The Journey to the Shore is both elegantly simple and full of surprises, as the romantic plot intensifies even as the film’s parallel plots begin to unravel into more complicated forms. Reality and invention blur in subtle yet deeply moving ways, as Hansen-Løve uses Chris to replace his memories of what really happened, and Chris uses Amy to do the same. Denis Lenoir’s delicately crisp cinematography helps demarcate the various layers (which are never narratively confusing), though it’s hard not to get a bit drunk on the night blues that places Amy’s Fårö in a kind of dark dream world.

This sense of twilight possibility permeates the rest of the story as truth weaves around fantasy; anyone who hopes for a clearer or more concrete explanation of how Amy’s fate reflects on Chris’ future risks being disappointed with a final act that refuses to insult the mess of life by whitewashing her through. the easily digestible tropes of auto-fiction (even if that means relieving the emotional punch of it all and sending audiences home with more of a love stroke than a punch).

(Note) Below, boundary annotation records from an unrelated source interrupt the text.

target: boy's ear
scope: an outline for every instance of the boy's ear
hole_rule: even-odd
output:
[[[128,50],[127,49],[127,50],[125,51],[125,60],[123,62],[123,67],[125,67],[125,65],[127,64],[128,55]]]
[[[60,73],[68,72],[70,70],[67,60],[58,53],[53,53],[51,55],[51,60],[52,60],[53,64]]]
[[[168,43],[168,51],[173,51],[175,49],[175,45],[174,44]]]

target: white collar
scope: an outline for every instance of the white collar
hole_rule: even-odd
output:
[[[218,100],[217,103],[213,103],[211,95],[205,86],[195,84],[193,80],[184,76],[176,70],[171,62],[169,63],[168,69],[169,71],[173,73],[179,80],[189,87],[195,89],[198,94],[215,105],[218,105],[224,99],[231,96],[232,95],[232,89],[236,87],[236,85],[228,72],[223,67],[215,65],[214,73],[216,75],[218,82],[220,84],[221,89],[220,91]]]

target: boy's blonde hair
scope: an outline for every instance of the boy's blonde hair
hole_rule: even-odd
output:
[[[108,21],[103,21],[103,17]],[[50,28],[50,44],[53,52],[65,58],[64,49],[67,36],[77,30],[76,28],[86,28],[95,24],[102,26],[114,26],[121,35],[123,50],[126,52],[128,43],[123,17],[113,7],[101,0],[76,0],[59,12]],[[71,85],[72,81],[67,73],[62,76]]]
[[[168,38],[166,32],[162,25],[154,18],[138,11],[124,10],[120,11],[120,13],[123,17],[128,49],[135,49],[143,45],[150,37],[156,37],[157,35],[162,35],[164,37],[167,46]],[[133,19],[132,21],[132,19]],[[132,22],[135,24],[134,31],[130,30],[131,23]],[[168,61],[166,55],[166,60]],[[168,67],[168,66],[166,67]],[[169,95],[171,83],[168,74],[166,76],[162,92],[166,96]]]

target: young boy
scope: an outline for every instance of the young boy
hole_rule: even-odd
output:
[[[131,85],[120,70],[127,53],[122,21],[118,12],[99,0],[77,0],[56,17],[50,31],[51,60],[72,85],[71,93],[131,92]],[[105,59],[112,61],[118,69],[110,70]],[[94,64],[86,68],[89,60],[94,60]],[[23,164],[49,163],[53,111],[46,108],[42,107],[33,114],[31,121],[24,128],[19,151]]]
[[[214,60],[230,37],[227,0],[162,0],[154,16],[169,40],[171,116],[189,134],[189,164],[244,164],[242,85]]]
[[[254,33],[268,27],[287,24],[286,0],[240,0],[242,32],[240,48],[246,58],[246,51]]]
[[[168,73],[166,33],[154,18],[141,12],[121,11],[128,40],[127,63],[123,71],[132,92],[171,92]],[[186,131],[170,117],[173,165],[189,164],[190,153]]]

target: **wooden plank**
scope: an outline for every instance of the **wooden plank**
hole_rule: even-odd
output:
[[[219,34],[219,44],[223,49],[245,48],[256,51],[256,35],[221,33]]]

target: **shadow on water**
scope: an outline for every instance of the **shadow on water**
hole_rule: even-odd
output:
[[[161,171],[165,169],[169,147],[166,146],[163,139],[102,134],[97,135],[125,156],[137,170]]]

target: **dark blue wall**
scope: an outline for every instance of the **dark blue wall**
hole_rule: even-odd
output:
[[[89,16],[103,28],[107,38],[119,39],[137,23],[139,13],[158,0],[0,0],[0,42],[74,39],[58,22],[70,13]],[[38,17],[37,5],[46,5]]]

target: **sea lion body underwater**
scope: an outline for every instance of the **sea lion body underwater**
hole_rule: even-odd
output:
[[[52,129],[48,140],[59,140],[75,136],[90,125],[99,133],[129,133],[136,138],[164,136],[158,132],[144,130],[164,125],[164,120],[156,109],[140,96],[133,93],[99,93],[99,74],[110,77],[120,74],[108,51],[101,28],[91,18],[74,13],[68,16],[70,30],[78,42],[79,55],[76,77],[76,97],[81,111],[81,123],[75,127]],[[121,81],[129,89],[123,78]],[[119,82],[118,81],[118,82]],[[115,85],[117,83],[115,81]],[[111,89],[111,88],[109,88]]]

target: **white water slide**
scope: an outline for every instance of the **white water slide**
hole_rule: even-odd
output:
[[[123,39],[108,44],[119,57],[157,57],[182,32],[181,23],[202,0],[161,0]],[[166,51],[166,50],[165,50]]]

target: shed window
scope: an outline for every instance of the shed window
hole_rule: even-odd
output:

“Bergman Island” is a breathtakingly poignant stunner all the same – a beat within a work that has always been seasick with the bittersweet dizziness that comes from looking at the past through the lens. smeared with memory and imagination. As unresolved as the final shots may seem, they leave us with a crystal clear understanding of how reality colors fiction and (perhaps even more importantly) how fiction can be used to reciprocate. We hope Chris finds the strength to stand on his own feet, but we have no doubt that Hansen-Løve has already done so. While Fårö may always be synonymous with another great filmmaker, “Bergman Island” belongs to him.

Note: A-

“Bergman Island” was presented in competition at the 2021 Cannes Film Festival. IFC will release the film in the United States.